Exercise for health and weight loss – they’re different!
Energy in, energy out, right? Wrong! As we’re learning with everything, it isn’t the quantity, but the quality. That goes for both food and exercise.
You don’t need exercise just to lose weight, you need it to keep your muscles working in good condition, especially as you age. Your metabolism needs you to exercise, your heart needs it, your lungs need it, your lymph system needs it, your mood needs it. It’s critical to your health and immunity. Whether you exercise and how you exercise will influence how you age and probably how you die.
First a reminder that the ‘No pain no gain’ philosophy should stay buried in the 80s. It isn’t useful or healthy. You need to build your muscles up slowly in measured steps because as they grow, your transport system of veins and capillaries need to develop with them to feed the new tissue. Be kind to your body and give your muscles fair time to develop their support system.
What is healthy exercise?
Most exercise is healthy, but the real benefit comes from a combination of exercises. Your body is a complex network of systems, and you need to exercise to support all the systems, not just one or two.
Weight-bearing exercise builds and maintains your bone health and has a slight aerobic effect. If you do no other exercise for your old age, do this.
Aerobic exercise is important for your heart and circulation. It gets your blood pumping, oxygen flowing and increases your yummy feel-good hormones. Walking hard and swimming or cycling are excellent options as they are gentler on your joints.
Stretching exercise as you wake up is a best practice. It activates your lymph drainage system and ‘wakes up’ your hormones in a good way. Combine that with stretching workouts like pilates once or twice a week and you develop a muscle infrastructure that protects your bone structure and joints. Yoga adds a calming dimension to your routine and is indispensable for someone who is stressed or has insomnia or mental health issues. Weekly yoga sessions should be part of your routine if you’re aiming at optimal health.

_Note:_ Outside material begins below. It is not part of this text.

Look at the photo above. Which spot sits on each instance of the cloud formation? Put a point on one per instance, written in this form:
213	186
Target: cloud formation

Stretching generally maintains your flexibility, and the breathing exercises in yoga assist with hormone rebalancing, so that you can handle stress better.

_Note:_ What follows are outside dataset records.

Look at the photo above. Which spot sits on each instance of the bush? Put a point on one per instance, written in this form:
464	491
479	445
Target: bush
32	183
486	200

Bouncing is excellent for lymph drainage and therefore immunity. 10 minutes of gentle bouncing on a trampoline with your feet not leaving the trampoline will stimulate the action of your lymph system.
Weight loss – what’s the best way to get there?
Once you’ve built up your fitness to a level that can sustain it, Tabata produces above-average results in a short time of very high intensity exercise.
Tabata consists of 8 sets of 20 seconds each of any exercise of your choice, followed by a 10 second break. You do as many reps of the exercise as you can in those 20 seconds, really pushing yourself, and resting for no more than 10 seconds between sets. In four minutes of Tabata your body gets the benefits of a full cardio workout, so replacing a full workout with a Tabata workout once or twice a week is beneficial from a timing, fitness and weight loss point of view, but it isn’t for newbies – you need to be in good shape to do it. There are Tabata apps to guide your timing.
What is unhealthy exercise?
Anything that hurts your joints or muscles is a no-no. Listen to your body’s messages. You can push, but never to the point of pain. The only time you should work through pain in exercise is when you are in medical therapy for a diagnosed condition and you are under professional supervision.
Also avoid exercising too frequently. You need two or three off days a week for your muscles to recover from weight-bearing or aerobic exercise.
Nutritional tips for sustained energy
A tablespoon of MCT oil 20 minutes before you exercise will give you an energy boost to sustain you through a workout. But be careful because taking it too late in the day could cause insomnia.
Eat real foods in their natural form for optimal health
Nutritional tips to aid recovery
Heavy exercise induces slight tears in your muscles that re-heal as the muscles build. In this process chemicals are expressed and converted, so you benefit if you have all the nutritional building blocks your muscles need to repair the damage these tears cause.
L-glutamine taken after exercise will help muscle recovery
Vitamin C, resveratrol and curcumin are antioxidants that help mop up the free radical byproducts (supplements are okay, but stress real food, especially uncooked vegetables or fruit for Vitamin C).
A good natural protein will help the muscles grow and recover.
Gelatine provides collagen building blocks for joints and muscles. You can add gelatine to any warm drinks, soups and stews.
Replace ordinary salt with pink Himalayan salt. It has a far broader mineral base than Table Salt which you will need to replace minerals that are lost in perspiration.
If exercise is fun, it’s more sustainable, so have fun!